琉球王国の創世神がつくったといわれる『斎場御嶽(せーふぁうたき)』
斎場御嶽(せーふぁうたき)は、琉球王国の創世神『阿摩美久(アマミキヨ)』がつくったといわれる最高の聖地。
斎場(せーふぁ)は「最高位」を意味していて、御嶽(うたき)とは、南西諸島に広く分布している 「聖地」 の総称で、斎場御嶽は、琉球開闢(かいびゃく)伝説にもあらわれる、数ある御嶽の中でも、琉球王国最高の聖地だそうです。
最初に見えてくるのが、久高島遥拝所(くだかじまようはいじょ)です。
御嶽の中には六つの『イビ』という神域がありますが、中でも、大庫理(ウフグーイ)・寄満(ユインチ)・三庫理(サングーイ)は、首里城内にある部屋と同じ名前をもっていて、当時の首里城と斎場御嶽には深い関わりがあったと言われています。
琉球王国時代、国家的な祭事には、聖なる白砂を 「神の島」といわれる久高島(くだかしま) から運び、それを御嶽全体に敷きつめたそうです。
その中でも、最も大きな行事が、琉球の最高神女(さいこうしんじょ)である、聞得大君(きこえおおきみ)の就任式『御新下り(おあらおり)』だったそうです。
斎場御嶽は、琉球国王や聞得大君の聖地巡拝の行事を今に伝える「東御廻り」(アガリウマーイ) の参拝地として、今も多くの人々から崇拝されているそうです。
ここは御門口(うじょうぐち)と呼ばれる御嶽の入口。
琉球石灰岩でできた六つのシンプルな香炉が目につくはずです。
かつては、特別な人だけしかこの先に立ち入ることができなかったため、入れない人たちは御嶽にある六つのイビ(神域)の代わりに、この六つの香炉に手を合わせていたそうです。まずここで、神々に対する訪問の挨拶として手を合わせます。
御嶽は神の家です。
入る前に、姓名、出身地、現住所、本籍地をできれば声に出して伝えてください。沖縄では先祖に手を合わせる時も自己紹介から始めるそうです。名は自分自身、姓は祖先です。ご先祖様も一緒に聖地に連れていくのです。生まれた所や、住んでいる所を伝えるのは、あなたに関わりのある場所の神様と、沖縄の神様をつなげるためです。
さて、御門口の少し先の左手に見えてくるのが『大庫理(ウフグーイ)』です。
しばらく森の中にある一本の石畳道を登って行きます。
少し高くなった座敷のような空間の奥に、大きな岩に向かって祈りの場が設けられています。ここは聞得大君の就任の儀式が執り行われていた場所だそうです。

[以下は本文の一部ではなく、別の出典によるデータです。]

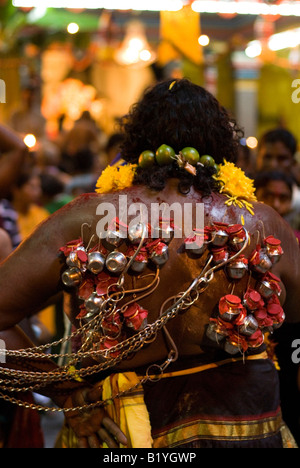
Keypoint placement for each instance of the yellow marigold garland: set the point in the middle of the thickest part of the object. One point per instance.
(234, 183)
(236, 186)
(115, 178)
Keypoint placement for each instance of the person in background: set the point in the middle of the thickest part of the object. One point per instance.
(5, 244)
(53, 192)
(277, 150)
(13, 153)
(210, 396)
(275, 188)
(113, 148)
(26, 201)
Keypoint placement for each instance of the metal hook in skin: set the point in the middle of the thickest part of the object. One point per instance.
(122, 276)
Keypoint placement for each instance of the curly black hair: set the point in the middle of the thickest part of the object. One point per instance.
(179, 113)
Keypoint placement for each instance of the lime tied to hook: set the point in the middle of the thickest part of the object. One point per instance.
(146, 159)
(207, 160)
(164, 155)
(190, 155)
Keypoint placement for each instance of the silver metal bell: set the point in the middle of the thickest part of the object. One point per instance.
(114, 237)
(261, 262)
(215, 333)
(138, 265)
(273, 249)
(73, 260)
(116, 262)
(71, 277)
(164, 231)
(93, 304)
(220, 236)
(96, 262)
(249, 326)
(265, 289)
(194, 247)
(237, 269)
(231, 347)
(161, 257)
(135, 233)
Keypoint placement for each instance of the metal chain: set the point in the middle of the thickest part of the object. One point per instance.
(131, 345)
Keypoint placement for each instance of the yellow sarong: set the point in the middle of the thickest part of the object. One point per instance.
(128, 411)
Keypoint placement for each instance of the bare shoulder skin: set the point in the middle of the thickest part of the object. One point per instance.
(32, 275)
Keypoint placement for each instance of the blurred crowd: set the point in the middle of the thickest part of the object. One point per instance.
(36, 182)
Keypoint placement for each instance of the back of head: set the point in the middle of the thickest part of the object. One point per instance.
(279, 135)
(180, 114)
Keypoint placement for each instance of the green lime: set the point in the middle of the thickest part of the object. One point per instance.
(191, 155)
(164, 155)
(146, 159)
(216, 167)
(207, 160)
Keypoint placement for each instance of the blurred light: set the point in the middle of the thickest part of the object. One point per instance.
(203, 40)
(256, 8)
(253, 49)
(144, 5)
(145, 55)
(73, 28)
(251, 142)
(30, 141)
(135, 49)
(284, 40)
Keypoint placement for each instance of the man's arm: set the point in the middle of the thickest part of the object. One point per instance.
(12, 155)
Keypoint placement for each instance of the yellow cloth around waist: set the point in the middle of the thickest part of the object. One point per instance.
(129, 411)
(212, 365)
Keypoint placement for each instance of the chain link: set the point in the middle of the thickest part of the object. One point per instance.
(31, 381)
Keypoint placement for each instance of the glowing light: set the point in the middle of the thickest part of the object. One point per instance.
(73, 28)
(145, 55)
(145, 5)
(284, 40)
(256, 8)
(251, 142)
(30, 141)
(135, 49)
(253, 49)
(203, 40)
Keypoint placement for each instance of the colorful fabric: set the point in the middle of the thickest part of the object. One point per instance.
(128, 411)
(228, 404)
(234, 405)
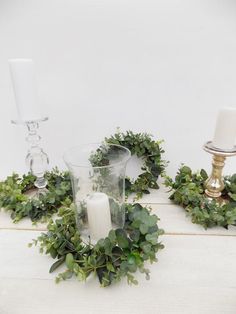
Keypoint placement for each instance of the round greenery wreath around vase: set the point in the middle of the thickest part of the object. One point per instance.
(143, 146)
(120, 254)
(14, 190)
(188, 191)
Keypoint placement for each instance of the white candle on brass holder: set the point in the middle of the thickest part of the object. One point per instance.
(99, 216)
(24, 85)
(225, 131)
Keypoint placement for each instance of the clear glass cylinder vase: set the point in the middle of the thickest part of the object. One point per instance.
(97, 174)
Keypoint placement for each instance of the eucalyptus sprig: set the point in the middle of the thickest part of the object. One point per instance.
(14, 198)
(150, 151)
(189, 192)
(120, 254)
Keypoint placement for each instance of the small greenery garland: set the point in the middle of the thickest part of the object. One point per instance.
(143, 146)
(119, 255)
(188, 191)
(13, 196)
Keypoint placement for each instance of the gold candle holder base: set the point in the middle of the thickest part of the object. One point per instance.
(215, 184)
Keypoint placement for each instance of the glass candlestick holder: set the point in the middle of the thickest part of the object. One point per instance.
(36, 159)
(97, 174)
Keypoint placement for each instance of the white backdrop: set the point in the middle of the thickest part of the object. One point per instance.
(160, 66)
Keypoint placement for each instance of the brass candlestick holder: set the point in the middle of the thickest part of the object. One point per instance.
(214, 184)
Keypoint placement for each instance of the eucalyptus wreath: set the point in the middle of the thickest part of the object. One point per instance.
(14, 197)
(143, 146)
(120, 254)
(188, 191)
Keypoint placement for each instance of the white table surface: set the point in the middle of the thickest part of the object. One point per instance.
(195, 274)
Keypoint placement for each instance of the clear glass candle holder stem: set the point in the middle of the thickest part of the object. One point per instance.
(36, 159)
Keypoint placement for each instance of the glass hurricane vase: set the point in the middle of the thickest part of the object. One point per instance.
(97, 174)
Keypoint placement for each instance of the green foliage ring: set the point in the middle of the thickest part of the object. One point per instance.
(143, 146)
(188, 191)
(14, 198)
(120, 254)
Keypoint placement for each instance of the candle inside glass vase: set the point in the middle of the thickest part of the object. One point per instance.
(97, 173)
(99, 216)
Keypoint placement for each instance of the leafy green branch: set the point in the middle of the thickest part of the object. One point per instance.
(188, 191)
(120, 254)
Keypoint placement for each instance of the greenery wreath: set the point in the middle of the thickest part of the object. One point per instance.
(13, 190)
(188, 191)
(119, 255)
(143, 146)
(14, 198)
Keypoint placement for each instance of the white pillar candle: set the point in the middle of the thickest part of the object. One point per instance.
(23, 81)
(225, 131)
(99, 216)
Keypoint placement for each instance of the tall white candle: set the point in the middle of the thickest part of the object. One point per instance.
(99, 216)
(225, 131)
(24, 85)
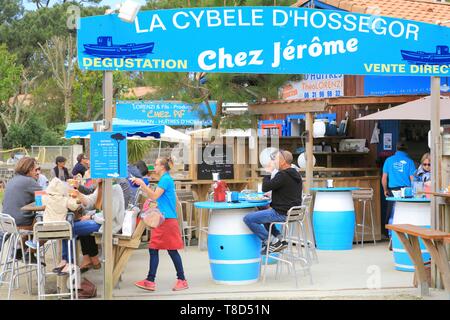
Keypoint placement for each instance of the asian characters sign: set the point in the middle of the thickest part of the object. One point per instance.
(277, 40)
(314, 86)
(172, 113)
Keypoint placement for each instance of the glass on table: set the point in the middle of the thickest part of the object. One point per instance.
(417, 188)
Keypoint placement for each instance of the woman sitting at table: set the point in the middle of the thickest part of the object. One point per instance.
(60, 171)
(93, 222)
(423, 173)
(19, 192)
(167, 236)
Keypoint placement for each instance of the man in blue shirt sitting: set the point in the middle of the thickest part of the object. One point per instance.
(398, 172)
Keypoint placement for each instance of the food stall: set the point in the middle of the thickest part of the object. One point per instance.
(347, 158)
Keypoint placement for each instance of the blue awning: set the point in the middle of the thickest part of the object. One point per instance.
(132, 128)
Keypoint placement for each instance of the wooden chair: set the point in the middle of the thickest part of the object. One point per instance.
(123, 248)
(186, 210)
(434, 241)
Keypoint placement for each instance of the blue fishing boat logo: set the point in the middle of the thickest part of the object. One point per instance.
(104, 48)
(441, 56)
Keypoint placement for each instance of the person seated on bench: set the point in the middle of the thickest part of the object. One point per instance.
(93, 222)
(167, 236)
(286, 187)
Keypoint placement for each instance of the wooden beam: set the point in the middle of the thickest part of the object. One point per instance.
(371, 100)
(309, 153)
(289, 107)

斎場御嶽(せーふぁうたき)の艦砲穴(かんぽうあな)。
ここは池ではなく、第二次世界大戦中にアメリカ軍が砲撃した跡です。
終戦直後には、このような穴が島中至る所にあったそうですが、現在、はほぼ埋められて残っていません。この穴は御嶽の中ということもあり、戦争遺跡として保存されています。
二番目の拝所は寄満(ユインチ)です。
台所を意味する寄満は海外から集められた交易品が溢れ、国を潤す豊穣に満ちた状態の象徴とされています。
三番目の拝所はシキヨダユル、アマダユルです。
天から垂れているような二本の鐘乳石が祈りの対象です。
天の恵みが鐘乳石を伝い滴り落ち、水が溜まる小さな壺は、吉兆を占う儀式に使われていたそうです。

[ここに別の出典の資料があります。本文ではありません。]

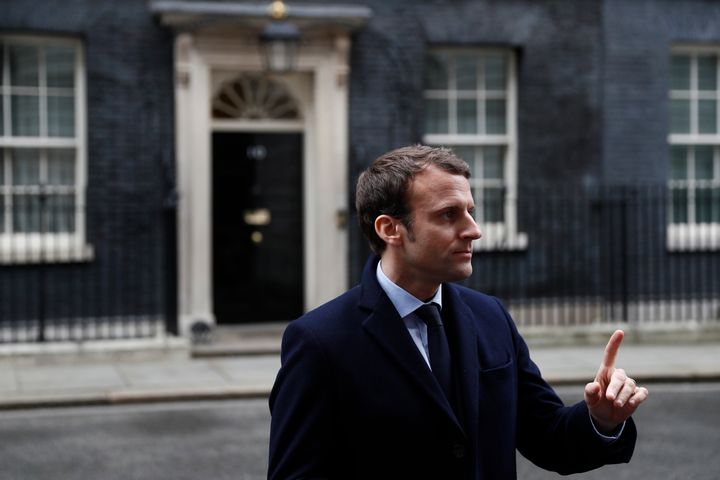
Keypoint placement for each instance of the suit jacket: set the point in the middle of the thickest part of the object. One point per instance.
(354, 399)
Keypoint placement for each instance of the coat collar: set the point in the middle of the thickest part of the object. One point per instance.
(385, 326)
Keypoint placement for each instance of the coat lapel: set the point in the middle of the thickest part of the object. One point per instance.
(466, 359)
(384, 326)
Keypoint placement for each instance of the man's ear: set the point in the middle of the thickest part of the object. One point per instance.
(388, 229)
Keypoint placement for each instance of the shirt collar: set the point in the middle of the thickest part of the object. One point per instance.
(405, 303)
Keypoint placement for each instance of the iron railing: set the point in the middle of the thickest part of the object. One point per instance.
(602, 255)
(70, 273)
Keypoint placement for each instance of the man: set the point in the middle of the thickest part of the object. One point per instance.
(372, 388)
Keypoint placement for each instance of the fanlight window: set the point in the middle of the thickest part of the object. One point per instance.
(253, 97)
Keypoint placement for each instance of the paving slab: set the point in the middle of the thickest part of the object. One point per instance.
(63, 378)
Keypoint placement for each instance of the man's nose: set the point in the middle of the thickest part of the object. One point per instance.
(472, 231)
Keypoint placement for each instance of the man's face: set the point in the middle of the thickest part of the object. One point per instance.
(438, 246)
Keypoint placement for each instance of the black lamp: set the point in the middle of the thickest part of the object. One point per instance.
(279, 40)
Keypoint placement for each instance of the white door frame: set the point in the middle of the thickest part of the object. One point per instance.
(321, 89)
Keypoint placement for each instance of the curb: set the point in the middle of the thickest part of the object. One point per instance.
(248, 393)
(130, 398)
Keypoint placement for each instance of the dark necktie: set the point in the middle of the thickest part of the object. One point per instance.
(438, 346)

四番目の拝所は、 自然にできたとは思えない不思議な空間、 斎場御嶽の三角岩、三庫理(サングーイ)です。
巨大な石灰岩がつくりだす三角形の空間は、斎場御嶽の象徴で、中でもひときわ目を引きます。巨大な岩で三角形のトンネルになっています。左側の岩と右側の岩がバランスを取っていることから、「安定の場所」と言われているそうです。
圧倒的な自然の力と造形美を感じます。斎場御嶽が琉球王国時代から特別な場所だったことに納得します。

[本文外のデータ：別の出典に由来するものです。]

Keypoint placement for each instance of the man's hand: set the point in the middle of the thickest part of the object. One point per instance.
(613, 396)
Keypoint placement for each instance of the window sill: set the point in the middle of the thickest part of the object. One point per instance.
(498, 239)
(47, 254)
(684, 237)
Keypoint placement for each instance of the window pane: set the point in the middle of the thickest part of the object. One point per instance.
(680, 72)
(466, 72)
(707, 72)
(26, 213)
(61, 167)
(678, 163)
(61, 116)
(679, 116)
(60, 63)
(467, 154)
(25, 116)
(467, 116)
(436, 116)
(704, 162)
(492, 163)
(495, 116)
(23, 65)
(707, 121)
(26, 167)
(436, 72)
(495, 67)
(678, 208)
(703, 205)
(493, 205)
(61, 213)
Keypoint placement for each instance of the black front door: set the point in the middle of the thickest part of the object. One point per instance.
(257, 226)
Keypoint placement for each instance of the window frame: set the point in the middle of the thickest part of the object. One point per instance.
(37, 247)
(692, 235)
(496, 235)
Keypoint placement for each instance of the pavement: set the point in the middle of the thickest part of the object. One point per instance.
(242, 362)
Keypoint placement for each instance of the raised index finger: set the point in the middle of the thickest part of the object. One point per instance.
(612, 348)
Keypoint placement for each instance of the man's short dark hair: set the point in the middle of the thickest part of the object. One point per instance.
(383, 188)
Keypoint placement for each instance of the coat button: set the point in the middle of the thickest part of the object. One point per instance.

ゆっくり歩いて向こう側にたどり着くと、右側にあるのが、チョウノハナ。クバの木を伝って琉球の創世神であるアマミクが降臨する場所といわれています。置かれているのはブロックではなく香炉です。
こちらも神聖な場所なので、この香炉に触ることは禁止です。
左側には、久高島を臨むことのできる拝所があります。
地図を見ると、斎場御嶽は首里城と久高島の中間にあり、その三か所を線で結ぶと一直線になります。最初の、久高島遥拝所(くだかじまようはいじょ)とともに、斎場御嶽からの景色です。